Eco Over Ego

On September 20th, four million people across 163 countries participated in the Climate Strike lead by 16-year-old, Greta Thunberg. Greta began to raise awareness of the climate crisis a year ago while protesting outside the Swedish parliament. She started out alone, sometimes with a few friends. Today, Saturday the 21st, she will speak at the United Nations Climate Summit in New York City after traveling to the U.S. from Europe, by boat to avoid the negative environmental effects of flying.

 

One of the main reasons I know about Greta and her work is because of my favorite band. The 1975 has spent this summer working with her to raise awareness about the climate crisis. They release their newest album this February and dedicated their entire opening track to giving Greta a platform to speak about the climate crisis. Keeping with the tradition of the last three albums, the track is titled “The 1975,” but instead of their usual 11 lines about blowjobs, this album’s version is a 5-minute spoken-word piece by Greta Thunberg. I’m not going to line, I get choked up almost every time I listen to it. With this upcoming album, The 1975 is making some inspiring changes that every other artist in the industry needs to implement.

Image courtesy of Ben Stanstall via Getty 

Ticket Sales

I can sum up this point with two tweets from Jamie Oborne, the founder of the British independent record label Dirty Hit.

This is easily the most impressive change that The 1975 has made and one that I expect all major artists to implement.

 

Merch

In last week’s article, I briefly touched on how The 1975 has decided to print over old, unsold shirts and sweatshirts for the new album instead of creating more waste by creating brand new merchandise. They then set up booths at some major festivals like Reading and Leeds where fans could bring any t-shirt and get one of three new album logos printed on it for free (BYOT).
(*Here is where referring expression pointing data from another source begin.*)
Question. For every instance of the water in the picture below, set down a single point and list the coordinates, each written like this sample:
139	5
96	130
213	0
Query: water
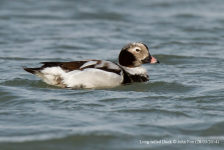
182	101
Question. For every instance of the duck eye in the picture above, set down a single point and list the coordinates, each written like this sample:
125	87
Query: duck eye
138	50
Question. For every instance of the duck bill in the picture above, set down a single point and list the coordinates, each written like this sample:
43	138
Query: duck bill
150	59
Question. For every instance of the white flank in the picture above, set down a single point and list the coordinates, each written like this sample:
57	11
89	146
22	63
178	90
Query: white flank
89	63
90	78
108	64
135	70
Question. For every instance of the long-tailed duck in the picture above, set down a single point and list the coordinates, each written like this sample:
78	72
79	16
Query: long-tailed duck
98	73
Image courtesy of The 1975’s Instagram

 

Packaging

Matty Healy, the frontman of The 1975, talked earlier this summer about how the band needed to find a sustainable way to make the physical forms of the new album (vinyl, CDs, and cassettes). Their cassette is made with recycled plastic housed in 100% recycled card sleeve. The CD is a soft pack CD pressing printed on 100% recycled card. The descriptions of the products also state, “To make every effort to reduce plastic usage this CD [or vinyl] will be shipped without plastic shrink wrap.” 

 

“People” is the second song on The 1975’s upcoming album, after the spoken word of Greta. The song opens with, “Wake up, wake up, wake up, it’s Monday morning, and we’ve only got a thousand of them left.” This band hasn’t been an advocate for this movement for years. Over the course of a couple of months, they have made the important decision to use their platform and resources to set a standard for the music industry and that is why I continue to admire this band more than any other artist. It is time to rebel.